EASY METHOD:
Suppose that $(p,\omega_p)\in Q \equiv T^*(M)$, where $p \in M, \omega_p \in T_p^*(M)$, represents a point in the cotangent bundle $Q$ whose fibres are the cotangent linear spaces at each point in the base manifold.
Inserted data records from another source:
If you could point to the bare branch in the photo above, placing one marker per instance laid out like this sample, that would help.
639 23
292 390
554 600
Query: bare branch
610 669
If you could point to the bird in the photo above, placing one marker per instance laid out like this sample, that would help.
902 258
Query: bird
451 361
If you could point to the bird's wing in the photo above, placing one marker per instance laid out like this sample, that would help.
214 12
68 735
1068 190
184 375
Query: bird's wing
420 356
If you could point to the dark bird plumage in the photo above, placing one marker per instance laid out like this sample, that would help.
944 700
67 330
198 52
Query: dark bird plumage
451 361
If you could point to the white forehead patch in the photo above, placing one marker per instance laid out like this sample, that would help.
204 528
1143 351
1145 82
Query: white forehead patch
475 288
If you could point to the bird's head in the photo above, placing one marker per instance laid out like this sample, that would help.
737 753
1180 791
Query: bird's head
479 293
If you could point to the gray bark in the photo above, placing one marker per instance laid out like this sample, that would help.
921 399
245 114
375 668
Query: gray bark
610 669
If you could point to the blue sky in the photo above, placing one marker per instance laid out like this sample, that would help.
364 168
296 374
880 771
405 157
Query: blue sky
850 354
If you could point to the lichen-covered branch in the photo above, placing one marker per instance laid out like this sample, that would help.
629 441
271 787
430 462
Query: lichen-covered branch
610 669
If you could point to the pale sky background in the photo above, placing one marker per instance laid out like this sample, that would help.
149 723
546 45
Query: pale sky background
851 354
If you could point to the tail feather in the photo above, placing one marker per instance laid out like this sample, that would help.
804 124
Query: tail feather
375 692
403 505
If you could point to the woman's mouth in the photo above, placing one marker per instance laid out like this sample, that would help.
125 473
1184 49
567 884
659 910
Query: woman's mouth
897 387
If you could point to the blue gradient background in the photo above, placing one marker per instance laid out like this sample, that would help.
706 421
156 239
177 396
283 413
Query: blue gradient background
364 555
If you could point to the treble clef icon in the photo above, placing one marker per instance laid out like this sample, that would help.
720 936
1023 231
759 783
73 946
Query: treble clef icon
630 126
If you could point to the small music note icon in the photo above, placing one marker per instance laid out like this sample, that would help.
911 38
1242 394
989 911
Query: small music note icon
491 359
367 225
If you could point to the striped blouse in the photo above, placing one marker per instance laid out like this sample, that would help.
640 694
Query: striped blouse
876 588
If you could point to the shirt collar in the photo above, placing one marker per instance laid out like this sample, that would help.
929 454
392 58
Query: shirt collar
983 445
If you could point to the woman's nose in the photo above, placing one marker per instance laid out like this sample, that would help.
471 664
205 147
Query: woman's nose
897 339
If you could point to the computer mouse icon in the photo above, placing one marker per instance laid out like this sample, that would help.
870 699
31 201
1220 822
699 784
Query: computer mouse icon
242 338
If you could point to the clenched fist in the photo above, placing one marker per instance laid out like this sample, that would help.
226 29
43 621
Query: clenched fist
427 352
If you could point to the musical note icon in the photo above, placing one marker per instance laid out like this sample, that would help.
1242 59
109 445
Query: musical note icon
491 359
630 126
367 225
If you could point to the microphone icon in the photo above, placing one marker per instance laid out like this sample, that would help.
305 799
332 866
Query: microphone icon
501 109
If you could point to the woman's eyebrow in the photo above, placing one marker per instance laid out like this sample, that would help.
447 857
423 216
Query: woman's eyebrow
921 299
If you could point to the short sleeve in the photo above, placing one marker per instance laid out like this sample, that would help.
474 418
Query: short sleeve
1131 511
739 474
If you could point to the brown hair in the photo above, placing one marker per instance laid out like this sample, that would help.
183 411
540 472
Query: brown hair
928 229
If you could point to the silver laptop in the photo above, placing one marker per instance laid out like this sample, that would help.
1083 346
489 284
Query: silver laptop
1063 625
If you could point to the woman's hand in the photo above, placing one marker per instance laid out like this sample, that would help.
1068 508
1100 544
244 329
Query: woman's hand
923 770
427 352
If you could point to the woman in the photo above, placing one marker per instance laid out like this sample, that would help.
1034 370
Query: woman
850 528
We have the canonical fibre bundle projection,
\begin{align*} \pi: \quad Q &\to M \\ (p,\omega_p) &\mapsto p \ \end{align*}
which induces the pullback of 1-forms,
\begin{align*} \pi^*: \quad \Omega (M) &\to \Omega (Q) \\ \omega &\mapsto \pi^*(\omega)\equiv \theta. \ \end{align*}
In local coordinates, if we write $ \omega = \sum_i \alpha_i \ \text{d}x^i $, then it is straightforward to compute the local representation of the pullback:
$ \theta = \pi^*(\sum_i \alpha_i \ \text{d}x^i) = \sum_i (\alpha_i\circ\pi) \ \pi^*(\text{d}x^i)\ ``=" \sum_i \alpha_i \ \text{d}x^i$
Note the quotation marks I used to emphasize that one should be careful about abuse of notation and use them smartly for convenience knowing that it should not be taken too literally.
ALTERNATIVE METHOD:
For a vector field $X \in \mathfrak{X}(Q)$, one could locally decompose it into a component parallel to the fibre $T_p^*(M)$ and another parallel to the base $M$ for each $p \in M$ :
$ X = \sum_j (X_{\parallel}^j\circ\pi)\frac{\partial}{\partial x^j} + \sum_i X_{\perp}^i \frac{\partial}{\partial \alpha^i} $
where we have again considered $ \omega = \sum_i \alpha_i \ \text{d}x^i $. By this decomposition, we mean that
$ \pi_*(X)= \sum_j X_{\parallel}^j \ \frac{\partial}{\partial x^j}$
And therefore, we have that
\begin{align*} \theta_{(p,\omega_p)}(X) = \pi_{(p,\omega_p)}^*(\omega_p)(X) &= \omega_p (\pi_{*_{(p,\omega_p)}}(X)) \\ &= \sum_i \alpha_i(p)\ \text{d}x^i (\sum_j X_{\parallel}^j(p) \ \frac{\partial}{\partial x^j}) \\ &= \sum_i (\alpha_i\circ\pi)(p,\omega_p)(X_{\parallel}^i\circ\pi)(p,\omega_p)\ \end{align*}
Thus: $ \theta (X) = \sum_i (\alpha_i\circ\pi) (X_{\parallel}^i\circ\pi) = \sum_i (\alpha_i\circ\pi) \ \pi^*(\text{d}x^i)(X) $
which is the same result that we convinced ourselves of before.